ТГ: Я не считаю, что подход Бёме (включая его идею “экстаза вещей”) можно трактовать как “криптотеологический поворот”. Я бы даже сказал, наоборот, поскольку Бёме не преминул напомнить (в том числе и мне), что Шмиц думал (слишком много) об атмосферах как демонических сущностях, парящих в пространстве, а он, Бёме, вместо этого пытался укоренить их и увидеть их распространенность в нашем повседневном опыте. Вы, однако, правы в том, что я считаю, что подходы Шмица и Бёме должны быть согласованы в рамках того, что я назвал более “инфляционной” теорией типов атмосфер. Радикализм Шмица очень хорошо работает, особенно для тех из них, которые я определил как прототипические атмосферы, и гораздо меньше для остальных, где роль общества, истории и субъективных нюансов восприятия очень велика. Бёме с 1980-х годов разрабатывал эстетику атмосферы, которая подчеркивает необычайно богатую атмосферную компетенцию современной эстетической работы (включая архитектуру, интерьерный и световой дизайн, искусство, звукорежиссуру, живопись, сценографию, музыку, рекламу и маркетинговые исследования). Он утверждал, что атмосфера, понимаемая как “промежуточное звено”, посредник между субъектом (живое телесное чувство) и объектом (среда), и свидетельствующая об их соприсутствии, присутствует везде, где что-то инсценируется. Она порождается тем, что он называет “генераторами атмосферы” (впечатлениями от движения, синестезией, сценами и социальными персонажами). Для Бёме, однако, навыки, которыми хорошо, хотя и часто неосознанно, владеют архитекторы и другие эстетические работники, сводятся к созданию условий, в которых появляется атмосфера, иными словами – к размещению генераторов, с помощью которых атмосферные феномены лишь “могут” возникнуть. Здесь нет никаких предписаний (возможно, расплывчатых) относительно размещений и комбинаций свойств генераторов, создающих вероятность того, что представители конкретного сообщества испытают определенную (пусть и расплывчатую) атмосферу.
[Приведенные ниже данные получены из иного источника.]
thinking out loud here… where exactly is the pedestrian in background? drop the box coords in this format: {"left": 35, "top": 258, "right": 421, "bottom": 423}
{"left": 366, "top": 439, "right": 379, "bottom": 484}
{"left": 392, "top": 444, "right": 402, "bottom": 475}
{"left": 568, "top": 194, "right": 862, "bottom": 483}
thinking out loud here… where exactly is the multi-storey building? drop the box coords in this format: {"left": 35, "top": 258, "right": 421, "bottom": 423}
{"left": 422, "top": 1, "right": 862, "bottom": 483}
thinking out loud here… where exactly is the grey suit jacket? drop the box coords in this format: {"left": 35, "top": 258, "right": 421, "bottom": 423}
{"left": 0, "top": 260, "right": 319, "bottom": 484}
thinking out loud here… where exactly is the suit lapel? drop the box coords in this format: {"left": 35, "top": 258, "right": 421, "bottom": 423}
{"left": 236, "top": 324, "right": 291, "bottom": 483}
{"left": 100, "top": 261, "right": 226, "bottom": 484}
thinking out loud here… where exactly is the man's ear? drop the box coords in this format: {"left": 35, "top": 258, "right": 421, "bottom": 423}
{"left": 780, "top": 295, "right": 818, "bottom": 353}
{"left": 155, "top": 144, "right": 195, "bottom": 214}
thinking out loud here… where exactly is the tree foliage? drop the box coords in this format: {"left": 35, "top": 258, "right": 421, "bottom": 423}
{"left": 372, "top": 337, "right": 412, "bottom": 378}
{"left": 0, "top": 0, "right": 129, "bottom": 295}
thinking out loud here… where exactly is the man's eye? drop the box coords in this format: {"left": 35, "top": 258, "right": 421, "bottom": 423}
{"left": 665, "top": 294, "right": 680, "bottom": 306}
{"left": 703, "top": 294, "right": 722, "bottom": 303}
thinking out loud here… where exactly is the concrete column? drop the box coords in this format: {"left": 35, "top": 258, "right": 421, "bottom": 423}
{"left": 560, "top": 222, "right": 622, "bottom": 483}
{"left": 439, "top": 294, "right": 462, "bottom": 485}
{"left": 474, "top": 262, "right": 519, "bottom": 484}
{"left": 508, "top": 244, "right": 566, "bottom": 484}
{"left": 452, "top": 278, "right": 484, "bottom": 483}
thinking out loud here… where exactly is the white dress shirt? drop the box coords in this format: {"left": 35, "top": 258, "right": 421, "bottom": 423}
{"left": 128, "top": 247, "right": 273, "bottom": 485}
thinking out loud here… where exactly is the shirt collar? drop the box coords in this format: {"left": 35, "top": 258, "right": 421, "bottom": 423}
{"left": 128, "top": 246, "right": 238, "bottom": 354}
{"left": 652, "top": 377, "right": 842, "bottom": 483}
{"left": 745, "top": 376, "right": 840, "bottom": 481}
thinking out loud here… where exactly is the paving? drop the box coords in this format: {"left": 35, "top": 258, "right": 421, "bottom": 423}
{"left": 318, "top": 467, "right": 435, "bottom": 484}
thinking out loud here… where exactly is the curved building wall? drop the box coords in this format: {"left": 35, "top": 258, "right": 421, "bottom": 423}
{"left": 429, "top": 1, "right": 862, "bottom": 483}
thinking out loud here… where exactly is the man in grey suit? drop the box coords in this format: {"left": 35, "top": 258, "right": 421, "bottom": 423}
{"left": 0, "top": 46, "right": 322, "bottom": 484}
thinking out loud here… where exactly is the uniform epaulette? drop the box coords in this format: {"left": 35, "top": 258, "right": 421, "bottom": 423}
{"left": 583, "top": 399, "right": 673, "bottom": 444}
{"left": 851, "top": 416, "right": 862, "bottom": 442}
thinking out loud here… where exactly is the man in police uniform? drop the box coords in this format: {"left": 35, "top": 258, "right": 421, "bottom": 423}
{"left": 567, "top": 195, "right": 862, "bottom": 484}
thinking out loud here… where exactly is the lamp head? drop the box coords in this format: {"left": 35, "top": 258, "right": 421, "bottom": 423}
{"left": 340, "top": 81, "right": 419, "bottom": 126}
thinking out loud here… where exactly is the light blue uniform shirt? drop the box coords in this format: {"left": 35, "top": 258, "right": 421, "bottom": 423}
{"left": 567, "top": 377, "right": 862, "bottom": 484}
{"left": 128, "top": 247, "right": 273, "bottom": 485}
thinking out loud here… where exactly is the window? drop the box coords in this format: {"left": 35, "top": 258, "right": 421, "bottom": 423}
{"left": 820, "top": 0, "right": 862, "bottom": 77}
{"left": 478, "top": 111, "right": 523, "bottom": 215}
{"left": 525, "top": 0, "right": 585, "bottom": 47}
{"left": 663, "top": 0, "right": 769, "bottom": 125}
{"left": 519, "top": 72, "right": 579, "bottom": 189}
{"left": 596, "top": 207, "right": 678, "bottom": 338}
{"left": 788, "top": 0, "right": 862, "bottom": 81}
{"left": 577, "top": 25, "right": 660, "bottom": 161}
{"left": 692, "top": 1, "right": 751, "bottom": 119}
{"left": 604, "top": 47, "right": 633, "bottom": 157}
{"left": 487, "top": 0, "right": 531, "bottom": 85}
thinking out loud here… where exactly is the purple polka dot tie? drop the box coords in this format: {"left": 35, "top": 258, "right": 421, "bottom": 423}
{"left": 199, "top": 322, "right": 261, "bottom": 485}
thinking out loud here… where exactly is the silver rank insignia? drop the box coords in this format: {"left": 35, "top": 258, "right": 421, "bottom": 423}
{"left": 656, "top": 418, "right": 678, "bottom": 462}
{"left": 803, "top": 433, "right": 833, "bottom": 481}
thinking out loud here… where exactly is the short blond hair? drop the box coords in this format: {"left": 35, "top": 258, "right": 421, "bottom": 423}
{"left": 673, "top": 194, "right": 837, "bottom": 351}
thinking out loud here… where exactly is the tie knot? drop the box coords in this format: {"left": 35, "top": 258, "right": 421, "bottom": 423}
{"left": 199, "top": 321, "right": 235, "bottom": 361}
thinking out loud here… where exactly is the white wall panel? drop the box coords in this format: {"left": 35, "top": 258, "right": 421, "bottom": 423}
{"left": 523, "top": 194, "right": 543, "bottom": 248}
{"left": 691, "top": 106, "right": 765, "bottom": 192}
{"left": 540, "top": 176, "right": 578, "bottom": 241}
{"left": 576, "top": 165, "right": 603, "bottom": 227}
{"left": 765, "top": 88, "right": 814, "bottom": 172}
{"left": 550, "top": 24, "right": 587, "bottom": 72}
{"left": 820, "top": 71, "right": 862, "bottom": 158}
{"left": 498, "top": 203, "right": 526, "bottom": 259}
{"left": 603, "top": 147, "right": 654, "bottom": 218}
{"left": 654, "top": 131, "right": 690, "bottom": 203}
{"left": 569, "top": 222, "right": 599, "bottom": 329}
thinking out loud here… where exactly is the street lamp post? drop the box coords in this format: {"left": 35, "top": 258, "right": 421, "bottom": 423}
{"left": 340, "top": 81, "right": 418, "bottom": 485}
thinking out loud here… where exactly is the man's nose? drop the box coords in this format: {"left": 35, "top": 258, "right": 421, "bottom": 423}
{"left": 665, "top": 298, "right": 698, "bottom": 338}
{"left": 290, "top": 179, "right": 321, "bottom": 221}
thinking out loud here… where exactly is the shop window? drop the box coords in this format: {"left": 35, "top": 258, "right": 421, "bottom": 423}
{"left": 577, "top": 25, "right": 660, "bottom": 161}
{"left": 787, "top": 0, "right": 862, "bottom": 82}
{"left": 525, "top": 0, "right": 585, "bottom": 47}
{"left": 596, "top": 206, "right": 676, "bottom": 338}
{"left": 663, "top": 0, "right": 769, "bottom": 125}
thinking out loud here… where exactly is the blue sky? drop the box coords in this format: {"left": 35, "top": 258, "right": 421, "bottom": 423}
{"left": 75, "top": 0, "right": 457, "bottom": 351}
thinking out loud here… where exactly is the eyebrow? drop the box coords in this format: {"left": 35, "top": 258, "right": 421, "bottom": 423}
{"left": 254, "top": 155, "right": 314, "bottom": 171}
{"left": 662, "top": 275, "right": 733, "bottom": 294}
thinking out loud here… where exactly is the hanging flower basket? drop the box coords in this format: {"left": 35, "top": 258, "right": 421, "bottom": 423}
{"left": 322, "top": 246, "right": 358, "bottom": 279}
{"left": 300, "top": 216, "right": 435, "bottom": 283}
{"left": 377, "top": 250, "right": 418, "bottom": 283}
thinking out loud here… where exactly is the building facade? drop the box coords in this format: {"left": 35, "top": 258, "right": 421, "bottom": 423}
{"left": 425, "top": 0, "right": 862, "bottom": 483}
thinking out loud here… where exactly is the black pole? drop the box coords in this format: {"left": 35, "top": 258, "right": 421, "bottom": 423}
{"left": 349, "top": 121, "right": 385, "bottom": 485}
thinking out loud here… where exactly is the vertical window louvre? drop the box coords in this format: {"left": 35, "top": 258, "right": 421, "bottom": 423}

Однако идея о том, что можно намеренно генерировать атмосферу, привела к интересному философскому спору между Шмицем (Schmitz 1998, 2023: 123–137) и Бёме (Böhme 1995). Для Бёме атмосфера также является результатом, по крайней мере частично предсказуемым, “экстаза вещей” – в зависимости от материалов, цветов и форм, в которых они представлены. Если, как у Бёме, в большинстве случаев восприятие атмосферы – это “между”, т. е. отношения между воспринимающим и средой (включая ее атмосферные генераторы), то для исследователей определенный интерес может представлять применение в области дизайна и постановки (в широком смысле) моей типологии атмосфер (прототипические, производно-реляционные и спекулятивные) и атмосферных игр (дистоническая, синтоническая, невовлекающая, сопротивляющаяся, обратная и изменяющаяся во времени). Это позволило бы тщательно оценить, в какой степени определенная атмосферная постановка уже использует, более или менее явно, атмосферные генераторы, которые исследует Бёме.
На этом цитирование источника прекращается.